Die Generationenfrage kommt auf, und wie fest man das Unwissen und Unverständnis älterer Menschen hinnehmen soll, aber eigentlich stimmen die meisten Julia zu: «Und man kann sagen, es ist eine andere Generation oder, kann man ja vielleicht entschuldigen, aber auch diese Leute, finde ich, muss man konfrontieren damit». Es wird sich Mut zugesprochen im Raum, Erlebnisse und Visionen geteilt.
«Es ist eben eine ständige Herausforderung in unserer Gesellschaft, nicht nur vom Arbeitsplatz. [...] Man muss immer dranbleiben und das ist anstrengend. Aber es ist auch etwas Schönes, wenn es gelingt. Aber das muss man wissen, das ist nicht der einfache Weg.» - Eva Buff Keller
Als es wieder ums GIUZ konkret geht, wird diesmal das Studium angesprochen.

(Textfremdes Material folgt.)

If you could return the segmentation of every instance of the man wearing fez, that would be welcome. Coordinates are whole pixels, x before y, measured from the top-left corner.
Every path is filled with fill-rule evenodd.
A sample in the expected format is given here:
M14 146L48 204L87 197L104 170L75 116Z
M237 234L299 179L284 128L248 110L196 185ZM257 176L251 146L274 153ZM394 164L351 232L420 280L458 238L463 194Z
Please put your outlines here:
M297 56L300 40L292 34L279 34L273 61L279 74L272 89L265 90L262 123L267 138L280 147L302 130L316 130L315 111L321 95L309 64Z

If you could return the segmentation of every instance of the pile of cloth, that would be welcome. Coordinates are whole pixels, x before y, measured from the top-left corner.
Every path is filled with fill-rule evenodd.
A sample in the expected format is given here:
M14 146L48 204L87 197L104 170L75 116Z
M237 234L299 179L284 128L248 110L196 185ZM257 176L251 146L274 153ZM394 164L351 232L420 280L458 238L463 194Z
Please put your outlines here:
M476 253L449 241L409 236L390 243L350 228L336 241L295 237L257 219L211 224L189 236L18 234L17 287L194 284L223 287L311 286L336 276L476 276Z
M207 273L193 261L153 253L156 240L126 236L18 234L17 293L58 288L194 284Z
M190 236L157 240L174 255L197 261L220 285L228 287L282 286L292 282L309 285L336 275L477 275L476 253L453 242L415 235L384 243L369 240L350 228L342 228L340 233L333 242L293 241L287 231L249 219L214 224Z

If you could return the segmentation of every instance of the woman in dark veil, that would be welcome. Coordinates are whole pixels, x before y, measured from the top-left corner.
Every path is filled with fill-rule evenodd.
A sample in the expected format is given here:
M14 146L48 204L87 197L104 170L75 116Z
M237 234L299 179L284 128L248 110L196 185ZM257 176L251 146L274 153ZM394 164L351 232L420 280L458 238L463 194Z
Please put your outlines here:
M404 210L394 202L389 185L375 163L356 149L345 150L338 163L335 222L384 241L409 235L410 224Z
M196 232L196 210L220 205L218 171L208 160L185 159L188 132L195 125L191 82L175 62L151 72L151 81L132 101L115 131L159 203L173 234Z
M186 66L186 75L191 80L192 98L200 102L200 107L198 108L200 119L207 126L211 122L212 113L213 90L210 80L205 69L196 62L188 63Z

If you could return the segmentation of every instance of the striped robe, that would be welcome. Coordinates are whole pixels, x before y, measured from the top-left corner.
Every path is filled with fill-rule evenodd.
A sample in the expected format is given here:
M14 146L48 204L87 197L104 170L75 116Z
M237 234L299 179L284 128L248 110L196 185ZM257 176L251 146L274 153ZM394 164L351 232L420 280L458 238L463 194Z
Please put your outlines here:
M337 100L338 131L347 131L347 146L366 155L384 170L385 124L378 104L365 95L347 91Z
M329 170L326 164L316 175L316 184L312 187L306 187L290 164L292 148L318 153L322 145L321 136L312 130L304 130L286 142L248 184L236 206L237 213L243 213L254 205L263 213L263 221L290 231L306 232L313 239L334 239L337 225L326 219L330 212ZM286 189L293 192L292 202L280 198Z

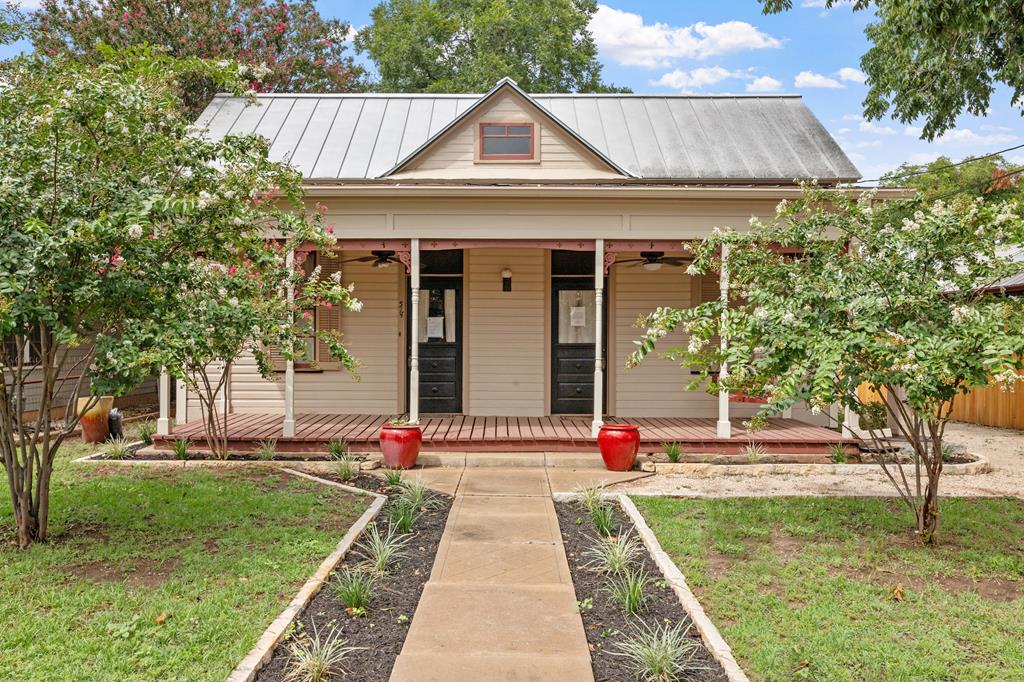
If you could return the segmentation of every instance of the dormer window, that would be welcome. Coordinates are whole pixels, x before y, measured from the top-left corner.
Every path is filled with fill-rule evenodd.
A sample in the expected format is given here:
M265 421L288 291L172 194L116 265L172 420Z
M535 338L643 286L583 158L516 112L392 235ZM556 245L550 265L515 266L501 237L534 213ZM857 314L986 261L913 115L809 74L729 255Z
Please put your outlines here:
M481 161L532 161L536 158L533 123L481 123Z

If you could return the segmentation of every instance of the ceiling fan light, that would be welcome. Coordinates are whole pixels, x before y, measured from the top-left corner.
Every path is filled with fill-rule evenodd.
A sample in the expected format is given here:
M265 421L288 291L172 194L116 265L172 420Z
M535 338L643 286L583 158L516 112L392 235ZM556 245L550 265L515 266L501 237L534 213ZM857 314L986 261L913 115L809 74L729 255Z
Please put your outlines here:
M647 272L657 272L661 270L661 261L649 260L643 264L643 269Z
M387 258L378 258L377 260L373 261L373 267L381 268L382 270L384 268L390 268L391 261L388 260Z

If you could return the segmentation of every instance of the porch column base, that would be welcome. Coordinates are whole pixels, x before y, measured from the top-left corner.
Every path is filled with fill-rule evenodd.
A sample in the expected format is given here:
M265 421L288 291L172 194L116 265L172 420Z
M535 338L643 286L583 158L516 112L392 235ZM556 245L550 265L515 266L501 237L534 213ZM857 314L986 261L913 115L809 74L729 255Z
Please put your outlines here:
M174 423L184 424L188 421L188 387L181 379L174 383Z
M590 422L590 435L593 438L597 438L597 434L601 430L602 426L604 426L604 422L603 421L595 420L595 421Z
M719 420L715 423L715 432L719 438L732 438L732 422Z
M160 417L156 420L156 433L159 436L168 436L171 433L171 377L165 370L160 370L160 383L158 386Z
M295 420L294 419L285 419L284 420L284 425L281 428L281 434L285 438L294 438L295 437Z

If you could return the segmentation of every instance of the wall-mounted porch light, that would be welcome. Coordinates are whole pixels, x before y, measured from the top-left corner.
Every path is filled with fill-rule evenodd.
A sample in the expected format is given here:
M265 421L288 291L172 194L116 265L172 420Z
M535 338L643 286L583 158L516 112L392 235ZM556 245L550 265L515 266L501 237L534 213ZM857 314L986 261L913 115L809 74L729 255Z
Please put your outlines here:
M508 268L501 271L501 290L512 291L512 271Z

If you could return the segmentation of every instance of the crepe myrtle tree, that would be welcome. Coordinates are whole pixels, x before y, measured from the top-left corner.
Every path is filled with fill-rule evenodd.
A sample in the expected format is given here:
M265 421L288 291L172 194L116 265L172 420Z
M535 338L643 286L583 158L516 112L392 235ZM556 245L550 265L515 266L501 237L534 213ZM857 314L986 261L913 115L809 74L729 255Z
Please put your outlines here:
M231 201L223 192L213 198L224 200ZM314 227L320 223L319 215L310 223ZM271 214L263 217L270 218ZM285 222L303 221L294 210L274 217L273 227L278 233ZM259 218L252 216L254 220ZM146 321L133 330L138 334L120 339L120 343L131 345L136 343L137 335L141 336L140 345L153 347L151 355L140 358L141 365L164 367L198 396L206 444L220 459L228 456L230 418L221 408L221 401L230 381L230 368L243 355L255 358L263 378L274 380L271 349L284 358L304 359L315 365L315 358L306 357L305 344L306 339L315 338L323 342L333 360L358 378L359 362L345 348L340 332L316 330L312 312L317 307L336 306L360 310L352 285L342 284L340 271L321 278L319 266L304 274L302 268L290 267L286 256L299 244L308 247L316 243L328 248L323 239L326 233L306 227L298 224L285 230L296 236L293 240L252 241L242 258L197 258L181 285L174 313L167 319ZM298 254L296 265L302 257Z
M1022 378L1024 301L982 289L1019 271L1008 253L1024 245L1024 224L1012 203L960 197L873 206L872 197L808 184L771 219L752 219L749 231L716 229L694 250L689 272L720 268L728 246L728 306L658 308L638 320L646 331L628 363L679 329L687 344L663 355L699 371L687 388L765 398L753 429L799 401L816 413L849 408L867 423L872 452L931 543L954 402L972 388L1010 389ZM723 362L728 371L719 375ZM912 466L884 454L884 424L872 419L878 402L858 391L865 384L885 397Z
M322 233L303 212L284 219L299 175L268 161L264 140L206 139L182 106L177 84L190 74L241 94L258 70L99 49L95 64L0 65L0 456L23 548L47 537L76 399L88 386L88 408L152 376L197 258L254 272L266 267L268 221L285 240Z

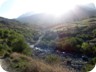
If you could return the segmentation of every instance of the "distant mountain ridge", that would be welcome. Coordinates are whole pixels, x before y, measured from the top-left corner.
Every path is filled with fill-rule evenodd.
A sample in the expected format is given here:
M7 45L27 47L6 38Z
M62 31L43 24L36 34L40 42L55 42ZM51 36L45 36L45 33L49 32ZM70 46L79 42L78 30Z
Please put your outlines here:
M23 23L37 24L37 25L45 25L45 24L50 25L58 22L58 20L55 17L44 13L33 14L25 17L20 16L19 18L17 18L17 20Z
M96 7L93 3L78 5L61 17L61 22L74 22L96 16Z
M67 14L62 15L60 18L55 18L51 15L44 13L40 14L24 14L17 18L17 20L29 24L38 25L52 25L65 22L74 22L89 17L96 16L96 7L93 3L77 6Z

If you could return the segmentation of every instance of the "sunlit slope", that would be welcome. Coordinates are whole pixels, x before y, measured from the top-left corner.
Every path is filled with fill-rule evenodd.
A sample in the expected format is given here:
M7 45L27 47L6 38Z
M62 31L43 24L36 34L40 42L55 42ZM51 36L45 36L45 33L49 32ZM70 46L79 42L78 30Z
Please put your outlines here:
M87 18L80 21L51 25L48 28L50 28L52 31L70 31L71 29L86 28L86 27L89 28L96 27L96 17Z

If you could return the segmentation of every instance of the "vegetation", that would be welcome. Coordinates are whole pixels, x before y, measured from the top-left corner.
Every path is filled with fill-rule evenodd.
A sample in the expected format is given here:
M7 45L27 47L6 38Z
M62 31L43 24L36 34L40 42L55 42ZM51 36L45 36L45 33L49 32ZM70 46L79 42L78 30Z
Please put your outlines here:
M12 29L22 34L27 42L34 43L39 37L39 27L24 24L13 19L0 17L0 29Z
M21 34L13 30L0 29L0 56L9 55L12 52L31 54L30 48Z
M7 57L9 67L16 72L69 72L59 65L49 65L44 61L30 57L31 48L23 35L9 29L0 29L0 56ZM46 58L48 62L57 62L56 56ZM11 72L11 71L10 71Z
M17 72L70 72L58 65L49 65L40 59L33 59L26 55L13 53L10 56L11 67Z
M48 55L45 58L46 62L50 63L50 64L56 64L58 62L60 62L60 57L56 56L56 55Z
M93 58L89 63L87 63L84 67L83 67L83 71L87 72L87 71L91 71L96 64L96 57Z
M73 32L71 32L71 36L70 34L67 35L67 37L64 36L65 33L70 33L70 30L66 31L65 33L63 32L63 37L56 42L57 49L63 51L71 50L73 52L78 50L80 52L83 52L84 54L91 54L92 56L95 56L94 53L96 53L96 25L93 23L95 23L96 20L92 19L95 18L86 19L86 22L85 20L78 21L78 28L76 26L76 28L74 27L72 29ZM83 24L86 25L85 27L82 27L82 22L85 23ZM58 34L60 36L60 32L58 32Z
M88 56L90 60L82 69L86 72L96 63L96 20L76 23L76 27L67 31L47 32L38 46ZM26 42L35 43L40 36L38 29L33 28L0 18L0 57L8 57L10 66L17 72L70 72L58 64L61 60L56 55L46 56L45 61L30 57L31 49Z
M81 43L82 39L67 37L57 41L56 48L60 51L77 52Z
M53 65L60 61L55 55L46 57L46 61L51 65L30 55L31 48L25 42L23 35L11 29L0 29L0 56L7 58L9 67L16 72L70 72L58 64Z
M73 32L62 31L62 38L55 42L56 49L59 51L71 52L76 54L87 55L91 58L87 65L85 65L85 71L88 71L94 67L96 59L96 18L90 18L83 21L78 21L78 28L71 29ZM64 33L65 32L65 33ZM65 34L68 34L67 37ZM61 37L61 32L58 31Z
M56 37L57 37L57 33L52 31L46 31L44 37L42 38L38 46L42 48L51 48L54 44Z

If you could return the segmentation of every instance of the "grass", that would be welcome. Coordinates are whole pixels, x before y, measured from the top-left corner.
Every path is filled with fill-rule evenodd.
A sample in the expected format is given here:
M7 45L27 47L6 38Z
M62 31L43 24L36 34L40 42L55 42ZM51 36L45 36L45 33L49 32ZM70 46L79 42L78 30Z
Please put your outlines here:
M70 72L68 68L58 64L50 65L40 59L34 59L18 53L10 55L10 66L18 72Z
M61 58L57 55L50 54L45 57L45 61L50 64L57 64L61 61Z

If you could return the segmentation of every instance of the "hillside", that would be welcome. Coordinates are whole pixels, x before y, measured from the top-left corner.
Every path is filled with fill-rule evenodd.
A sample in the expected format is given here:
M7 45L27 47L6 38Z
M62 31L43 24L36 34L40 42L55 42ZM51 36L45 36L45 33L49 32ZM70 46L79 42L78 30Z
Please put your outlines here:
M35 42L38 39L40 27L37 25L28 25L21 23L15 19L7 19L0 17L0 28L12 29L23 34L27 42Z
M59 39L55 42L56 49L61 52L87 55L89 60L85 68L90 70L96 63L96 17L72 24L75 26L66 27L67 30L57 29Z
M62 72L62 70L70 72L69 68L71 68L73 72L82 72L94 67L96 62L95 17L52 25L50 28L46 27L45 30L34 26L16 20L0 18L0 55L4 58L8 57L7 61L12 69L17 72L25 70L25 72L32 70L54 72L54 68L56 68L56 72ZM21 34L27 42L37 43L32 48L32 52ZM39 51L40 49L36 48L42 50ZM25 56L26 54L28 56ZM31 69L30 64L34 67L33 69Z
M70 72L67 67L59 65L59 58L45 60L32 56L32 49L24 40L23 35L9 29L0 29L0 60L8 72ZM48 61L50 63L48 63ZM58 62L58 63L56 63ZM1 65L0 65L1 66ZM2 67L1 67L2 69ZM1 71L1 70L0 70ZM74 72L74 69L71 70Z

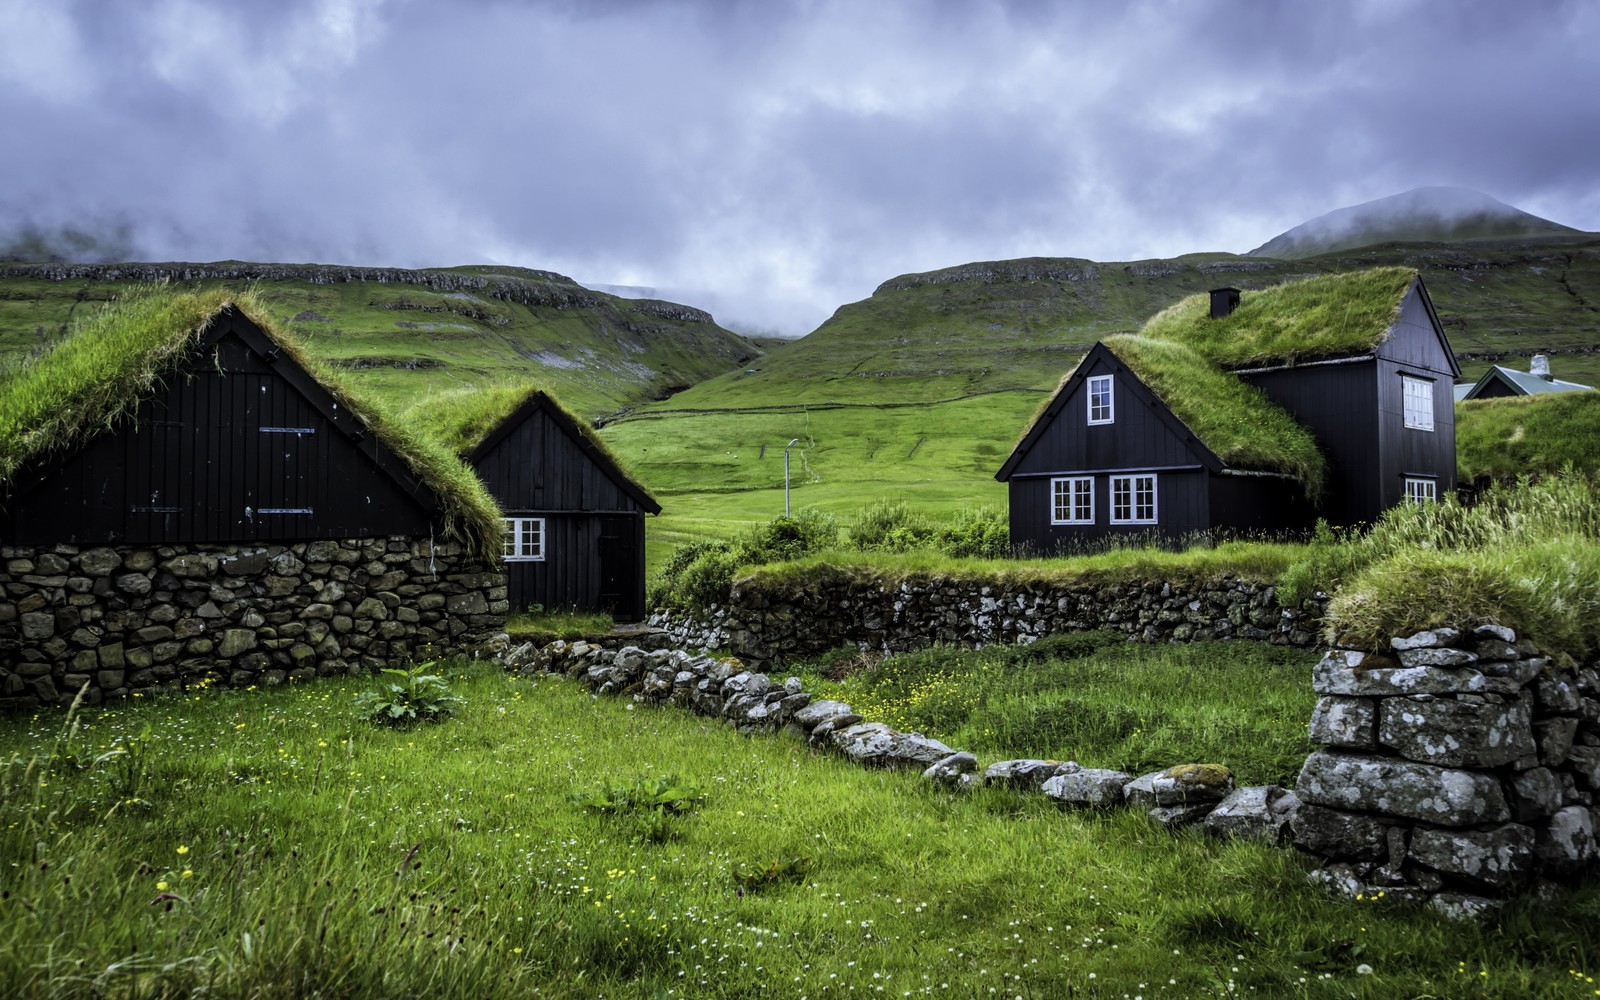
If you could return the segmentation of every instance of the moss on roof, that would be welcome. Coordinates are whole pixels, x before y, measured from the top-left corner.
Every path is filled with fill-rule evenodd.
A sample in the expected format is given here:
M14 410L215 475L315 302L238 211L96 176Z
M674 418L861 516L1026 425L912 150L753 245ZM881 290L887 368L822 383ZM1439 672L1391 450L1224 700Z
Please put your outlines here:
M1211 318L1211 298L1191 295L1139 331L1187 344L1224 368L1294 364L1360 354L1389 332L1417 272L1378 267L1247 291L1229 316Z
M628 471L616 452L595 433L594 427L537 383L499 382L482 387L447 389L424 396L406 407L401 411L400 419L455 453L465 455L507 417L541 393L546 402L571 421L589 447L616 466L617 471L627 476L641 493L648 495L638 477Z
M496 556L500 509L477 475L437 441L403 430L351 394L273 324L266 304L248 291L137 289L75 324L49 352L0 377L0 482L30 460L76 448L133 412L229 306L281 345L438 495L445 537L462 541L479 556Z
M1224 464L1292 477L1322 491L1327 464L1311 432L1261 390L1182 344L1132 334L1105 345Z

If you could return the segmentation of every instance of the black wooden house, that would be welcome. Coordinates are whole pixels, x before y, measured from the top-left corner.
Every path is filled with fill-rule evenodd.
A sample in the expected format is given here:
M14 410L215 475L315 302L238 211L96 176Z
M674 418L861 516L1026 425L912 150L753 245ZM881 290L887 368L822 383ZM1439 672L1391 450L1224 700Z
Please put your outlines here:
M1097 344L996 478L1011 538L1370 523L1455 487L1460 369L1414 271L1218 289Z
M511 607L609 611L644 617L644 516L661 505L633 480L594 431L538 389L485 391L481 435L451 443L505 515ZM504 413L504 416L499 416Z
M430 475L414 442L314 377L296 346L233 304L199 320L193 332L167 323L172 333L143 343L138 358L106 359L106 374L83 378L50 412L5 400L22 426L0 442L0 541L409 536L488 548L487 498ZM62 348L74 349L119 348Z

Einerseits geht es dabei darum, was das Studium für das Verständnis von Feminismus leistet, und ob dies genug ist, andererseits um den Aktivismus der Student:innen von heute. Man ist sich nicht eins, ob im Studium dem Feminismus mehr Platz eingeräumt werden soll. So wird man innerhalb verschiedener Module auf das Thema sensibilisiert und verschiedene Aspekte und Theorien werden bereits vermittelt, eine andere Teilnehmerin meint hingegen, man könne sich gut davor drücken. Darauf aufbauend geht es auch um das eigene Interesse und Engagement. Die Podiumsdiskussion lud tatkräftige Frauen ein, die sich damals im Studium für Frauenrechte und feministische Themen stark gemacht haben. Die heutigen Student:innen engagieren sich im Vergleich dazu wenig bis gar nicht, was aber nicht zuletzt an der veränderten Art zu studieren und den damit verbundenen wenigen Freiheiten im Semester liegt. Gleichzeitig kommt auch zur Sprache, wie die Jungen heute darüber reden und sich auch in Diskussionen positionieren. Feminismus heute sei, sich trotz all dem Fortschritt immer noch für eine Besserung einzusetzen und auch Missstände zu konfrontieren. So meint Oliver, einer der studentischen Moderatoren: «Ich glaube, bei dieser Thematik kann man sagen, dass sie uns dennoch alle betrifft, egal, ob man sich angesprochen fühlt oder nicht». Auch Karin greift das Engagement der Studierenden heute auf: «Also da, wo sich etwas bewegt, da finden die heißen Diskussionen statt und ich finde es eigentlich total spannend, so wie ich die aktive, die momentane Studierendengeneration erlebe, dass sie in vielen Fällen hinterfragen: ‘Welche Welt wollen wir überhaupt? Welche Gesellschaft wollen wir überhaupt?’»
Die aufbrecherische Stimmung zieht sich auch durch den Abschluss der Diskussion durch und vielerorts hört man die Diskussionen auch noch beim Apéro danach. Das Thema bewegt, und ein Ende der Kontroversen um den Feminismus ist noch nicht absehbar.